De acordo com integrantes do governo, o próprio presidente Lula decidiu pelo momento da recriação da comissão. Além de esta ser uma pauta cara para o presidente –afinal ele próprio foi preso na ditadura militar–, há um julgamento na Corte Interamericana de Direitos Humanos marcado para a próxima semana que jogará luz sobre o tema.

O colegiado deve dar a terceira condenação ao Brasil pela ditadura, no caso, pela morte do estudante Eduardo Collen Leite, mais conhecido como “Bacuri”. Ele foi preso e morto por militares em 1970, após 109 dias de tortura.

Além disso, as vítimas da ditadura militar fazem parte da base eleitoral e sempre apoiaram o presidente Lula.

Neste terceiro governo, havia dois temores de aliados de Lula em retomar a criação da Comissão de Mortos e Desaparecidos. O primeiro era quanto a uma eventual indisposição com militares. Após os ataques golpistas de 8 de janeiro e o avanço das investigações contra a cúpula das Forças Armadas, o governo tentou criar uma relação mais institucional com alas da caserna.

Em outra frente, há um entendimento de que o conservadorismo na sociedade e o bolsonarismo no Congresso estão muito fortes. E, com isso, houve um cálculo político sobre atos do governo que possam repercutir negativamente com parlamentares.

Por isso também foram suspensos os atos para marcar o aniversário de 60 anos do golpe militar. No final de fevereiro, o presidente foi alvo de críticas de associações de familiares de vítimas por uma declaração sobre “tocar o país para frente”, quando questionado sobre o golpe militar.

“Eu estou mais preocupado com o golpe de 8 de janeiro de 2023 do que com 64”, disse Lula, em entrevista à RedeTV!.

Ele também disse na ocasião: “É uma parte da história do Brasil que a gente ainda não tem todas as informações, porque tem gente desaparecida ainda, porque tem gente que pode se apurar. Mas eu, sinceramente, eu não vou ficar remoendo e eu vou tentar tocar esse país para frente”.

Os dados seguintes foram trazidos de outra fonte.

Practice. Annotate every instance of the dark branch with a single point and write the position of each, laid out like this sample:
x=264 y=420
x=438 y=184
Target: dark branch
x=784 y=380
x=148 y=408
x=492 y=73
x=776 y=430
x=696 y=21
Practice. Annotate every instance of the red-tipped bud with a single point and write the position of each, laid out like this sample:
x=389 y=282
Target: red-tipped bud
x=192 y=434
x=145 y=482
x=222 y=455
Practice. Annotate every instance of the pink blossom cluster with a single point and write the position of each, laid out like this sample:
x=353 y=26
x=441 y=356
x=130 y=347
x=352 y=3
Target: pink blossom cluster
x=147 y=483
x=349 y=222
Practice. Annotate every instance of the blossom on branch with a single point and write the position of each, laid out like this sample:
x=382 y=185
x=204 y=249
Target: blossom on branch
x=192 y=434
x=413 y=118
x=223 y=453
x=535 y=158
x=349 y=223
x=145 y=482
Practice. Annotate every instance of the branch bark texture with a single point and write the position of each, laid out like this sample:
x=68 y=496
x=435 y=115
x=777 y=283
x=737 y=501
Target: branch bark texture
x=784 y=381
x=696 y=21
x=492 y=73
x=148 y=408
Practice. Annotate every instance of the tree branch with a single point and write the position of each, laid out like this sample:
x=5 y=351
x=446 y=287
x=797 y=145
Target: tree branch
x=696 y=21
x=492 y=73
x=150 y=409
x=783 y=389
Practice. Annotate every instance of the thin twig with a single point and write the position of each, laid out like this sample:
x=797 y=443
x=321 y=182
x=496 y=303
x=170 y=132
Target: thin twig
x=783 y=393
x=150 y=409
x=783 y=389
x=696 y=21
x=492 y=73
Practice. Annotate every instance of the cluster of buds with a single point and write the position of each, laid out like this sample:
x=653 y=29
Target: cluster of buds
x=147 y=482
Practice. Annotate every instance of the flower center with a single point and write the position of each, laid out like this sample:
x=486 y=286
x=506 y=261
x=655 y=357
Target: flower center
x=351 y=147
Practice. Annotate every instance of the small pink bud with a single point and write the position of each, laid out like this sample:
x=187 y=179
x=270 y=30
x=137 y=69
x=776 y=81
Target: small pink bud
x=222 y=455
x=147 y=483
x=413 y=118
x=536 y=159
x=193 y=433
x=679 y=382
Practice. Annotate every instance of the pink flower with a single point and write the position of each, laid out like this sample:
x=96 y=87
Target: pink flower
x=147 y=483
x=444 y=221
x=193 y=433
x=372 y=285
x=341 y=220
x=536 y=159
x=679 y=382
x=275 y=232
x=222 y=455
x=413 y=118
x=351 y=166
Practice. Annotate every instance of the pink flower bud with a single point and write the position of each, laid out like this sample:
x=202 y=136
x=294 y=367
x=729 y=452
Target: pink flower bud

Apesar da força da oposição hoje no Congresso, auxiliares palacianos acreditam que a recriação da comissão não enfrentará dificuldades com deputados e senadores.

Quando reinstalada, os trabalhos da comissão devem dar sequência às retificações de atestados de óbito e continuar com os trabalhos na vala clandestina de Perus, descoberta na zona norte de São Paulo nos anos 1990.

O conjunto encontrado em Perus é composto por 1.049 caixas com ossadas, hoje sob os cuidados do Centro de Antropologia e Arqueologia Forense (Caaf) da Unifesp, que capitaneia as pesquisas.

Quando Bolsonaro trocou a chefia do colegiado, substituindo a procuradora por um aliado da hoje senadora Damares Alves (Republicanos-DF), esse foi praticamente o único trabalho que teve continuidade, porque o caso estava judicializado.

A comissão deve ainda abrir frente para novos reconhecimentos, como de camponeses e de indígenas, até hoje não reconhecidos individualmente como vítimas do estado.